Troubleshooting
S3 Logging: An error occurred (411) when calling the PutObject operation: Length Required
If Airflow is trying to access S3 (e.g. for remote task logging) and throws the following error
{s3_task_handler.py:190} ERROR - Could not write logs to s3://***/***-task-logs/dag_id=test/run_id=manual__2025-05-22T08:14:17.917519+00:00/task_id=extract/attempt=1.log
Traceback (most recent call last):
[..]
botocore.exceptions.ClientError: An error occurred (411) when calling the PutObject operation: Length Required
then this is an indication that your S3 store doesn’t support the new AWS S3 checksums. Ideally you should upgrade your S3 store to a more recent version that supports the new checksums (if there is any). If this is not possible, you can work around this by setting the following env vars
webservers: # Also add to other roles!
envOverrides:
AWS_REQUEST_CHECKSUM_CALCULATION: when_required
AWS_RESPONSE_CHECKSUM_VALIDATION: when_required
See e.g. this MinIO issue for details.
Setting API Workers
In Airflow the webserver (called the API Server in Airflow 3.x+) can use multiple workers.

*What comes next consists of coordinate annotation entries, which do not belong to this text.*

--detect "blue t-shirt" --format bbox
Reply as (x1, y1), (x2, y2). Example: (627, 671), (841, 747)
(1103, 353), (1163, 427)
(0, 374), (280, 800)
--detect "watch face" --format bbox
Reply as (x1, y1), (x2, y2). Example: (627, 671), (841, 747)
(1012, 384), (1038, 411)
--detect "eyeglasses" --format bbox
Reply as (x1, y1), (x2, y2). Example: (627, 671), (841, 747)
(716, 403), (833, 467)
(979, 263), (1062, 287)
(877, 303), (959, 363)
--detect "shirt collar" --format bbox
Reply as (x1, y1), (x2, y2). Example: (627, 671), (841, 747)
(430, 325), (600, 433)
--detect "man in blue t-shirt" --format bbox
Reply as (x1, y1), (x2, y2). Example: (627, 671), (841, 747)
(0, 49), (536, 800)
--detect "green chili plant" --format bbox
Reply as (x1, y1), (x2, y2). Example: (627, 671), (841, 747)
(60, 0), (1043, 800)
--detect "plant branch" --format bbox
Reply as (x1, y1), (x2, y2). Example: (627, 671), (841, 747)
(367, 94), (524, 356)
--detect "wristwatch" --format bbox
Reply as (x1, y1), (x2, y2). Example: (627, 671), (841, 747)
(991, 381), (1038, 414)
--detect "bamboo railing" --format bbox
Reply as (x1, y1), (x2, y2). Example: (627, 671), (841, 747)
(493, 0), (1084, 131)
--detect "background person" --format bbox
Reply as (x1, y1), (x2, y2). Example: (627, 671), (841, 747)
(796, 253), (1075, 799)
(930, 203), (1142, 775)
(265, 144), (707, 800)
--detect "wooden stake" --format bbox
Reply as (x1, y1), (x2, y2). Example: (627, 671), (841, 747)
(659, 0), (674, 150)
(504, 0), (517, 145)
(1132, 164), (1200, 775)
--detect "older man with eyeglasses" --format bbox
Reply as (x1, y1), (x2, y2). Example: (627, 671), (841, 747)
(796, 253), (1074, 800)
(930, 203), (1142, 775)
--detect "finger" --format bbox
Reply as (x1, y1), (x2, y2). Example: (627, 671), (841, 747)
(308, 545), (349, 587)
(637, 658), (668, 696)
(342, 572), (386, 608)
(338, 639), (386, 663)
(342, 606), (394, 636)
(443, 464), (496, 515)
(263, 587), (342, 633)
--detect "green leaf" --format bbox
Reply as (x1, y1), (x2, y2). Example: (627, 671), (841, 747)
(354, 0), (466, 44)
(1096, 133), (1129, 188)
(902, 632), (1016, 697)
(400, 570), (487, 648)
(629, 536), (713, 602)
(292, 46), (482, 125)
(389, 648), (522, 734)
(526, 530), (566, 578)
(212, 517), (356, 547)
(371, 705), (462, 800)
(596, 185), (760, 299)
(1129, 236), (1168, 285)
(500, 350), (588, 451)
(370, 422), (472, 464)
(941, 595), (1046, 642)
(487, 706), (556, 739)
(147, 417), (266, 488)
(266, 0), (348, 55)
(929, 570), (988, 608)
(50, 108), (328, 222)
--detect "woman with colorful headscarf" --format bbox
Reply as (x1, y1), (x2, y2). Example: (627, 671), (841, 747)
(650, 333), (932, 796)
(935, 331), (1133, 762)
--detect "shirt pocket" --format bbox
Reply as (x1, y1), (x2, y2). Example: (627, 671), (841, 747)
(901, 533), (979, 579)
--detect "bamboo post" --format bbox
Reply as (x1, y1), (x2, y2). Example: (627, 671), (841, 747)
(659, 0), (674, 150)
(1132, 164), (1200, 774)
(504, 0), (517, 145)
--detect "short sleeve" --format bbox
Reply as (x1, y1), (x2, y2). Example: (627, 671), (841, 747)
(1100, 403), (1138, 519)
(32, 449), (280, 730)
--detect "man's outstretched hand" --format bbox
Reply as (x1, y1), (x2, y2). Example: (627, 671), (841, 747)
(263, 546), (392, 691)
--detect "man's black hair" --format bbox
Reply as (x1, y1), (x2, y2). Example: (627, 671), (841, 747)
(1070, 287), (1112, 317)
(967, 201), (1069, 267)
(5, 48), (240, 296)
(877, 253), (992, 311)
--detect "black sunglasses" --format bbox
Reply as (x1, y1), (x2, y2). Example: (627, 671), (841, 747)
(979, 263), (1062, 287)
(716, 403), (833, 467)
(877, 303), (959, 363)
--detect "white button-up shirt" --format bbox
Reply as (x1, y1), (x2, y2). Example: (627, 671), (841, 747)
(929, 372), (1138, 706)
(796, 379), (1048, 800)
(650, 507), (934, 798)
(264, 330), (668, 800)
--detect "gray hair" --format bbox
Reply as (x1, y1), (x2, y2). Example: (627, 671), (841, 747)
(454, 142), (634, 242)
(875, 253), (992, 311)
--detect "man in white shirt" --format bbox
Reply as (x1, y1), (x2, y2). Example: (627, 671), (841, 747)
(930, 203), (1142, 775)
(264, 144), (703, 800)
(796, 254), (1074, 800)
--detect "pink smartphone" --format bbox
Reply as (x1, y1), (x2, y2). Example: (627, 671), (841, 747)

This is determined by the environment variable AIRFLOW__API__WORKERS and is set by default to 4.
For most cases the default should work without problem, but if you run into performance issues and would like to add more workers, you can either modulate multiple worker processes at the level of webserver, keeping the default value for each one:
webservers:
roleGroups:
default:
replicas: 2 # add a replica (with the default number of workers)
or change the environment variable using envOverrides:
webservers:
envOverrides:
AIRFLOW__API__WORKERS: "6" # something other than the default
| Our strong recommendation is to increase the webserver replicas, with each webserver running a single worker, as this removes the risk of running into timeouts or memory issues. |
Checking DAG syntax (Upgrading to Airflow 3.x+)
DAG files that ran under Airflow 2.x may need to be adjusted to be compatible with Airflow 3.x+.
The documentation shows how this can be done with the Python ruff tool.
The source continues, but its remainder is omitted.